I also think these units are often ridiculously priced. But as already mentioned this is related to the low demand and probably hidden costs.
One quality fader 100mm costs about 4-5 € per piece if bought in quantities of 100 pieces. Maybe add 1€ for each cap. Depending on the used controller add another 10-20 €, including various bits and pieces for the surrounding circuit (if needed). PCB would be 5€ max if produced in quantities, probably less. Don‘t know about the cost for the case, maybe another 10€? Software development cost is neglectable, since everyone with half decent knowledge can program this task in half an hour (I am aware, I‘m overexaggerating a little bit). So in total 40-50€ for a three fader controller. This rough assumption is based on end user prices, so it will probably be less. The price difference to the market price, imo largely depends on the value of work, compliance tests, overhead costs, tax etc. Of course costs will also rise with the use of wooden cases, alloy faceplates, luxury faders etc.
Long story short, I think 50€ Is fairly priced for a small scale business and a no thrills controller. 100-150€ is too steep imo.
Just my 2 cents


----------



## shropshirelad (Jun 15, 2022)

Drjay said:


> I also think these units are often ridiculously priced. But as already mentioned this is related to the low demand and probably hidden costs.
> One quality fader 100mm costs about 4-5 € per piece if bought in quantities of 100 pieces. Maybe add 1€ for each cap. Depending on the used controller add another 10-20 €, including various bits and pieces for the surrounding circuit (if needed). PCB would be 5€ max if produced in quantities, probably less. Don‘t know about the cost for the case, maybe another 10€? Software development cost is neglectable, since everyone with half decent knowledge can program this task in half an hour (I am aware, I‘m overexaggerating a little bit). So in total 40-50€ for a three fader controller. This rough assumption is based on end user prices, so it will probably be less. The price difference to the market price, imo largely depends on the value of work, compliance tests, overhead costs, tax etc. Of course costs will also rise with the use of wooden cases, alloy faceplates, luxury faders etc.
> Long story short, I think 50€ Is fairly priced for a small scale business and a no thrills controller. 100-150€ is too steep imo.
> Just my 2 cents


Don't forget to add the variable costs such a labour - someone above stated it took about 3 hours to produce one unit. And then there's the small matter of profit to consider!


----------



## Loerpert (Jun 15, 2022)

Drjay said:


> I also think these units are often ridiculously priced. But as already mentioned this is related to the low demand and probably hidden costs.
> One quality fader 100mm costs about 4-5 € per piece if bought in quantities of 100 pieces. Maybe add 1€ for each cap. Depending on the used controller add another 10-20 €, including various bits and pieces for the surrounding circuit (if needed). PCB would be 5€ max if produced in quantities, probably less. Don‘t know about the cost for the case, maybe another 10€? Software development cost is neglectable, since everyone with half decent knowledge can program this task in half an hour (I am aware, I‘m overexaggerating a little bit). So in total 40-50€ for a three fader controller. This rough assumption is based on end user prices, so it will probably be less. The price difference to the market price, imo largely depends on the value of work, compliance tests, overhead costs, tax etc. Of course costs will also rise with the use of wooden cases, alloy faceplates, luxury faders etc.
> Long story short, I think 50€ Is fairly priced for a small scale business and a no thrills controller. 100-150€ is too steep imo.
> Just my 2 cents


A 3d printer can be quite expensive. And if you want to scale you business a bit, you probably need several.


----------



## Drjay (Jun 15, 2022)

shropshirelad said:


> Don't forget to add the variable costs such a labour - someone above stated it took about 3 hours to produce one unit. And then there's the small matter of profit to consider!

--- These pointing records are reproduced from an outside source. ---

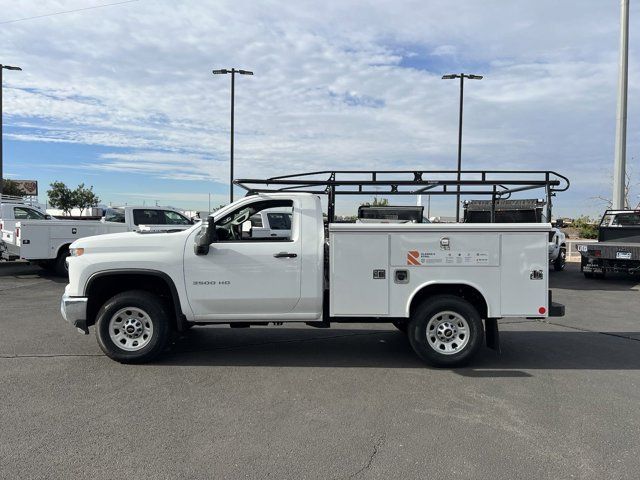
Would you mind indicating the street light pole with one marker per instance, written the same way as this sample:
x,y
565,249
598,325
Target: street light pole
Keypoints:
x,y
461,76
619,164
233,72
3,67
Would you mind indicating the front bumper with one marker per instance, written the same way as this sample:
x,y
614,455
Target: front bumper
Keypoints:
x,y
9,251
74,311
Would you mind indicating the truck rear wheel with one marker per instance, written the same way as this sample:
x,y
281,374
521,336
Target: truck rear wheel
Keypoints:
x,y
446,331
133,327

Thats what I ment with value/cost of work and overhead (e.g. 3d printer in the next post).
Don‘t get me wrong, no one will work for free and I regard 50€ as very fair price. But 100€+ appears to be a bit too pricey to me.


----------



## Thundercat (Jun 15, 2022)

Drjay said:


> I also think these units are often ridiculously priced. But as already mentioned this is related to the low demand and probably hidden costs.
> One quality fader 100mm costs about 4-5 € per piece if bought in quantities of 100 pieces. Maybe add 1€ for each cap. Depending on the used controller add another 10-20 €, including various bits and pieces for the surrounding circuit (if needed). PCB would be 5€ max if produced in quantities, probably less. Don‘t know about the cost for the case, maybe another 10€? Software development cost is neglectable, since everyone with half decent knowledge can program this task in half an hour (I am aware, I‘m overexaggerating a little bit). So in total 40-50€ for a three fader controller. This rough assumption is based on end user prices, so it will probably be less. The price difference to the market price, imo largely depends on the value of work, compliance tests, overhead costs, tax etc. Of course costs will also rise with the use of wooden cases, alloy faceplates, luxury faders etc.
> Long story short, I think 50€ Is fairly priced for a small scale business and a no thrills controller. 100-150€ is too steep imo.
> Just my 2 cents


Edit - removing my post; it was a little too ranty.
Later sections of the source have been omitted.